Lack of digital skills: 53% of Indian businesses were unable to make new hires in the year 2019 due to skill shortage.

Thus, the lack of digital skills is one of the major challenges at present.

The problem of ‘brain drain’: One of the major problems is also that our best-trained people often do not work in our country, but they migrate to other countries for opportunities.

This is known as ‘brain drain’ or mass exodus of skilled workers from India.

Quality Standards of Private Institutions: There are a large number of private engineering colleges which have a poor quality of teaching and are mainly run for personal gain.

These colleges do not encourage R&D on their campus.

Lack of remuneration: People working in technology sectors are not paid adequate remuneration.

India is one of the few countries, where after graduation in engineering, talented students often pursue an MBA to go into the field of marketing or management.

High unemployment: Inequality is increasing in the country and rural and urban distress is also increasing.
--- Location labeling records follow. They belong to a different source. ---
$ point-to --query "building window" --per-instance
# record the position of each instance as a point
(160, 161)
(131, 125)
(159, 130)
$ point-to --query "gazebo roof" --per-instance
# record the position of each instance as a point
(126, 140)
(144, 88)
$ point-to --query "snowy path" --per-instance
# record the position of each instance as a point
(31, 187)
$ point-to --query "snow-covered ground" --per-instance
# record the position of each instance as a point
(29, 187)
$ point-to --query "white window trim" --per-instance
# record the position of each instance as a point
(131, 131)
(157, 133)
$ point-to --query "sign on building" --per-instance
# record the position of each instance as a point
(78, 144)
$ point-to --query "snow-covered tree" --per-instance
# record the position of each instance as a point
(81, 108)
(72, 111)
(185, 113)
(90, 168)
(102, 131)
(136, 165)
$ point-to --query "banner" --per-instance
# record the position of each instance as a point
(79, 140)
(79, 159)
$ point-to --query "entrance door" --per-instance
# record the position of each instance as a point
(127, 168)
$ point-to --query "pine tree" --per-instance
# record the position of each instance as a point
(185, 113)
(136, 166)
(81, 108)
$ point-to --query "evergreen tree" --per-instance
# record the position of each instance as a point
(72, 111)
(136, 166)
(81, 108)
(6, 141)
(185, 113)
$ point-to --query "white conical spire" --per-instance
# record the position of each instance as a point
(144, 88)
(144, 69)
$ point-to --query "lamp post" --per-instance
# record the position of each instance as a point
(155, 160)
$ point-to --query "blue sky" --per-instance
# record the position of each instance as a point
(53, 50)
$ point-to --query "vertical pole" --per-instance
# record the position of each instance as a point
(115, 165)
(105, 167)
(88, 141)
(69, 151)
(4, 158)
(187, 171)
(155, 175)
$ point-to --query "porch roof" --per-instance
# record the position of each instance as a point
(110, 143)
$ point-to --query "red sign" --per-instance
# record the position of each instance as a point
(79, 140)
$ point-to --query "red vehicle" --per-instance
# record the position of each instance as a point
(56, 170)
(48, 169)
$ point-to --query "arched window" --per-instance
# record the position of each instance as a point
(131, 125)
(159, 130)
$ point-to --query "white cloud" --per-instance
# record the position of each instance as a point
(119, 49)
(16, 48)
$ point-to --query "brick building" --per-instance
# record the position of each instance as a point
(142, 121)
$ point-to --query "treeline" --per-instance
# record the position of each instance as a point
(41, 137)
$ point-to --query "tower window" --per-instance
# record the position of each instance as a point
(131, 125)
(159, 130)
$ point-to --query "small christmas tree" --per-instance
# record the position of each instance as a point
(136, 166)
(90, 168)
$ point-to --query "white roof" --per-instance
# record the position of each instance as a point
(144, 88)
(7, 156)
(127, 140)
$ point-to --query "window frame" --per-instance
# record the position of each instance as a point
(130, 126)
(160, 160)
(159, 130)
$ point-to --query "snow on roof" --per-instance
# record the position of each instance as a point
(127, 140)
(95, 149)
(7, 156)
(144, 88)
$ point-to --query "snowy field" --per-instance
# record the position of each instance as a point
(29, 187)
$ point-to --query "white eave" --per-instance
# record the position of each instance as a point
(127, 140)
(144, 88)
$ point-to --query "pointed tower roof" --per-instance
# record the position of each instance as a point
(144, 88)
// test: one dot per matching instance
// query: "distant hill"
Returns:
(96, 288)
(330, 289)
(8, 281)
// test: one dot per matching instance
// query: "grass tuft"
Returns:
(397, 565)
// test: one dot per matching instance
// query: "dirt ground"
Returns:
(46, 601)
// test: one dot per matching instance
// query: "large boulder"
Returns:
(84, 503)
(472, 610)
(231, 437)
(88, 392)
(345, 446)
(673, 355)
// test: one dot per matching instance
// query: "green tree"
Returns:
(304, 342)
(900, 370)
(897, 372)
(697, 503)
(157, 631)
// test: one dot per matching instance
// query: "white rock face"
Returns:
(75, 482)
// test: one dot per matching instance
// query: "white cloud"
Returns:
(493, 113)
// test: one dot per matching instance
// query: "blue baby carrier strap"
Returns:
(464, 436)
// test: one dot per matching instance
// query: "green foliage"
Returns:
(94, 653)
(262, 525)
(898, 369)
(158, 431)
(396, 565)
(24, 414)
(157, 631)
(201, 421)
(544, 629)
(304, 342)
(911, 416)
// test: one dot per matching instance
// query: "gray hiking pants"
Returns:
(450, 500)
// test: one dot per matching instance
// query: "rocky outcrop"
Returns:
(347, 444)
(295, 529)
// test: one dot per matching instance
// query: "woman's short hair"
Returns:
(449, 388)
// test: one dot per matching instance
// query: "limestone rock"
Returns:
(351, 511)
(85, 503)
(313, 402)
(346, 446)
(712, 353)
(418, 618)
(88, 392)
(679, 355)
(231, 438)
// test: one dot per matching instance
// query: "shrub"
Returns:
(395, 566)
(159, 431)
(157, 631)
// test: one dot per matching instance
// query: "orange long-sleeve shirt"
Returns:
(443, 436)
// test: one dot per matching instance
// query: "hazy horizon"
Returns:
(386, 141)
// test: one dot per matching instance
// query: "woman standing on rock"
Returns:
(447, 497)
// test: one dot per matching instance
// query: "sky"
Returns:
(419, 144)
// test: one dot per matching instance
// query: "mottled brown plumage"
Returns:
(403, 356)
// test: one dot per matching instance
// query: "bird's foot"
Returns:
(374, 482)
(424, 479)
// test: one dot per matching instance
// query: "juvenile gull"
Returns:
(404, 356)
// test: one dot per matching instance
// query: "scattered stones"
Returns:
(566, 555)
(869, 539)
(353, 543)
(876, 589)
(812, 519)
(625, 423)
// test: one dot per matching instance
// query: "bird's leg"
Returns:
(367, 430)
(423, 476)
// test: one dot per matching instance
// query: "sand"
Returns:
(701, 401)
Migration is increasing, real estate prices are falling, spending is increasing, and wages remain stagnant or stagnant. All these problems are not new but have been there for some time.

Lack of R&D: India’s digital talent often focuses too much on salary packages and ignores innovation.

way ahead

Focused Implementation of National Education Policy: It is important to have a long-term focus on National Education Policy and develop the right approach towards it.

Continuous learning, skill credit, world-class academic innovation, experiential learning, faculty training—all these topics need to be addressed properly.

Creation of an alternative ‘talent pool’
: Digital capabilities should be built even in small towns; Include more women in the workstream with hybrid work norms, and improve the vocational education provided by Industrial Training Institutes and Polytechnic Institutes.

Corporate Social Responsibility (CSR) funding can be availed by the industry for these programs.

Promoting Skills: Tax incentives played a significant role in building the global footprint of multinational corporations in India during the early stages of the technology sector.

We must now create schemes that encourage skills not only for their own needs but for the entire ecosystem.

Innovative Learning Models
: Adopting innovative learning models, ‘apprenticeship programs should be used on a large scale not only for certifications but also for assessment.

Investment should be made in creating world-class ‘free content’ that anyone can benefit from and that is aligned with a credible system of certification.

Democratization of training: It will be necessary to remove all the barriers to the development of skills among the people.

It is necessary to eliminate unnecessary entrance qualifications and eligibility criteria. There should be no barriers to entry, but the exit process should be quality-controlled.


To catalyze the next phase of growth and innovation, India should consider strategies aimed not only at the growth of domestic talent, but also to attract the best global talent.

For this, along with continuous investment in re-skilling, there is also a need to adopt a culture that promotes skill development.

Building a strong digital talent ecosystem will enable us to be future-ready and take advantage of the opportunities of the digital future.